En una taberna
maloliente de los barrios bajos del Munich de la primera posguerra un
cabo desmovilizado del ejército imperial austriaco –fracasado como
pintor y retratista- trataba de ganarse la vida apostando con los
borrachos del local a que no lograban acertarle sus escupitajos desde
una distancia de tres metros. Si los esquivaba, ganaba; cuando no, debía
pagar. Entre una y otra tentativa vociferaba tremendos insultos
antisemitas, maldecía a bolcheviques y espartaquistas y prometía
erradicar de la faz de la tierra a gitanos, homosexuales y judíos.
Todo
en medio de la gritería descontrolada de la clientela allí reunida,
pasada de alcohol, y que repetía con sorna sus dichos mientras le
arrojaban los restos de cerveza de sus copas y le tiraban monedas entre
insultos y carcajadas. Años después, Adolfo Hitler, pues de él estábamos
hablando, se convertiría, con esas mismas arengas, en el líder “del
pueblo más culto de Europa”, según más de una vez lo asegurara Friedrich
Engels. Quien en esos momentos -años 1920, 21, 23- era motivo del cruel
sarcasmo entre los parroquianos de la taberna resucitaría como una
especie de semidiós para las grandes masas de su país y la encarnación
misma del espíritu nacional alemán.
Salvando las distancias algo
parecido está ocurriendo con Jair Bolsonaro, quien encabeza cómodamente
las encuestas de la primera vuelta de la elección presidencial de
Brasil. Sus exabruptos reaccionarios, sexistas, homofóbicos, fascistas y
su apología de la tenebrosa dictadura militar brasileña del 1964 y sus
torturas provocaban generalizada repulsa en la sociedad. En el mejor de
los casos lo consideraban tan sólo un bufón, un hazmerreír nostálgico de
los tiempos del régimen que se abatió sobre el Brasil entre 1964 y
1985. Por eso, durante dos años su intención de voto nunca superó el 15 o
18 por ciento. Las encuestas de las últimas dos semanas, sin embargo,
muestran un espectacular crecimiento de su candidatura.
La más reciente
le asigna un 39 por ciento de intención de voto. Sabemos que hoy las
encuestas de opinión pública tienen enormes márgenes de error; también
que pueden ser operaciones mediáticas de la burguesía brasileña
dispuesta a instalar en Brasilia a cualquiera que impida el “retorno del
populismo petista” al poder.

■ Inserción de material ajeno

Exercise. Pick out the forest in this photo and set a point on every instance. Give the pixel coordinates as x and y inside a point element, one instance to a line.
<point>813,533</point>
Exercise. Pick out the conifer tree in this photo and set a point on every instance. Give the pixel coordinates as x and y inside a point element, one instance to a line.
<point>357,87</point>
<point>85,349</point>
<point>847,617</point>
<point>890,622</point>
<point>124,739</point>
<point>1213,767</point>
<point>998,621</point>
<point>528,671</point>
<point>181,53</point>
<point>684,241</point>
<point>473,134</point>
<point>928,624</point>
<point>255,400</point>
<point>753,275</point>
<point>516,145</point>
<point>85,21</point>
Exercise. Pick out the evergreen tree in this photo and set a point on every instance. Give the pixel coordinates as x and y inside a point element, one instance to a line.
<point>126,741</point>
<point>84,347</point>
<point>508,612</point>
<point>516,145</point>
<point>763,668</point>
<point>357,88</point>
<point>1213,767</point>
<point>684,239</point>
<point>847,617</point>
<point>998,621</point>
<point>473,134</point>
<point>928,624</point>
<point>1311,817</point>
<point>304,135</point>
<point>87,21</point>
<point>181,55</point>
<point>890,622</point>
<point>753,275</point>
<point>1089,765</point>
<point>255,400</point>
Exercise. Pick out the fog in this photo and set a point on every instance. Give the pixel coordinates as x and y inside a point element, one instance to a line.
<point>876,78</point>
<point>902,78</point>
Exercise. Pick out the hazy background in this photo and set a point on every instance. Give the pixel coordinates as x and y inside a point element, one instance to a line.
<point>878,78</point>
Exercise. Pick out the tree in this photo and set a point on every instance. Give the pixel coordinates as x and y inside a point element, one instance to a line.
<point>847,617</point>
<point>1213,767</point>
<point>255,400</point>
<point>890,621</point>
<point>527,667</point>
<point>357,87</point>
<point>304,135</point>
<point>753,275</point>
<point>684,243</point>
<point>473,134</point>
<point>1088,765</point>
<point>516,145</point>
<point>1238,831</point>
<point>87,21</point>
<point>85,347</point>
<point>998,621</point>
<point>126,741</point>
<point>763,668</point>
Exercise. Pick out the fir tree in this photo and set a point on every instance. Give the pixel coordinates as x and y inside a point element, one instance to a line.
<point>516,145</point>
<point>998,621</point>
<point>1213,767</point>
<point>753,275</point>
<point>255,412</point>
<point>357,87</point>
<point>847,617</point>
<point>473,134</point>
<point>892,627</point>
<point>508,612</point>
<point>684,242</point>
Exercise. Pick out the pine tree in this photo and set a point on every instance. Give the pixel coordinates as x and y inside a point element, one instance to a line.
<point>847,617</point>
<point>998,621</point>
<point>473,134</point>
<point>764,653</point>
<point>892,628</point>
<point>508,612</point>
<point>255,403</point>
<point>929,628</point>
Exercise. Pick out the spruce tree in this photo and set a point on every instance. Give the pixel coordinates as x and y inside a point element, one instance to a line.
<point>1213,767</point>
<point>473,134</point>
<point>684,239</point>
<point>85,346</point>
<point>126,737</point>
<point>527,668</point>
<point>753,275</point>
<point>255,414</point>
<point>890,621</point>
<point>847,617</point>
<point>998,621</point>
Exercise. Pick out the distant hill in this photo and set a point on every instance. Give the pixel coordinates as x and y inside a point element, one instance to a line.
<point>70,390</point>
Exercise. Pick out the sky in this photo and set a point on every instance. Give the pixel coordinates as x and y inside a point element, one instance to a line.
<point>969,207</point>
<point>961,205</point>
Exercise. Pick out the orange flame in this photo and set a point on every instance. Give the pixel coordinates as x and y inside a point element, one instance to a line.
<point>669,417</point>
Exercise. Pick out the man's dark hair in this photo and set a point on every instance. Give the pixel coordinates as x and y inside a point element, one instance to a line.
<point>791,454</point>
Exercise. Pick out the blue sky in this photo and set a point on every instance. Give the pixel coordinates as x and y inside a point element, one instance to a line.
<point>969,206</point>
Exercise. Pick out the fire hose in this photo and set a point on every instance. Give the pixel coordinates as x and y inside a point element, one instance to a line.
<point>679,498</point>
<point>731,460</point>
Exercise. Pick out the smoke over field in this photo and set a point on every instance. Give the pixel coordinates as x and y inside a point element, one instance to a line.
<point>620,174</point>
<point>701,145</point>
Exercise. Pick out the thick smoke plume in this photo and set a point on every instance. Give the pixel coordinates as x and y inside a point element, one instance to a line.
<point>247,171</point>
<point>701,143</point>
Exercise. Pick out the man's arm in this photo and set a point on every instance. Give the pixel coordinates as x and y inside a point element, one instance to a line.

Pero también sabemos, como lo afirma una
nota reciente de Marcelo Zero, en Brasil, que la CIA y sus aliados
locales han desatado una apabullante avalancha de “fake news” y
noticias difamatorias de los candidatos de la alianza petista que
encontró un terreno fértil en las favelas y barriadas populares de las
grandes ciudades de ese país. (“Tem dedo da CIA nas eleicoes do Brasil”,
en www.brasil247.com)
Esos sectores fueron sacados de la pobreza extrema y empoderados por la
gestión de Lula y Dilma. Pero no fueron educados políticamente ni se
favoreció su organización territorial o de clase. Quedaron como masas en
disponibilidad, como dirían los sociólogos de los años sesenta. Quienes
sí los están organizando y concientizando son las iglesias evangélicas
con quienes se ha aliado Bolsonaro, promoviendo un discurso conservador
duro, hipercrítico del “desorden” causado por la izquierda en Brasil con
sus políticas de inclusión social, de género, de respeto a la
diversidad, a los LGBTI y su “mano blanda” con la delincuencia, su
obsesión por los derechos humanos “sólo para los criminales.” Uno de sus
recursos para atraer a los favelados a la causa de la derecha radical
es mandar supuestos encuestadores para preguntarles si les gustaría que a
su hijo José le cambiaran de nombre y le llamaran María, para exacerbar
la homofobia.
La respuesta es unánimemente negativa, e indignada. La
prédica del ex capitán sintoniza nítidamente con ese conservadorismo
popular hábilmente estimulado por la reacción. En ese clima ideológico
sus escandalosos y violentos disparates, como los de Hitler, decantan
como un razonable sentido común popular y podrían catapultar a un
monstruo como Bolsonaro al Palacio del Planalto que, como dato adicional
habría que recordar que le prometió a Donald Trump autorizar la
instalación de una base militar de EEUU en Alcántara, en el estratégico
promontorio del Nordeste brasileño que es el punto más cercano entre las
Américas y África, cosa a la que se negaron los gobiernos petistas. Si
llegase a triunfar sería el comienzo de una horrible pesadilla, no sólo
para el Brasil sino para toda América Latina.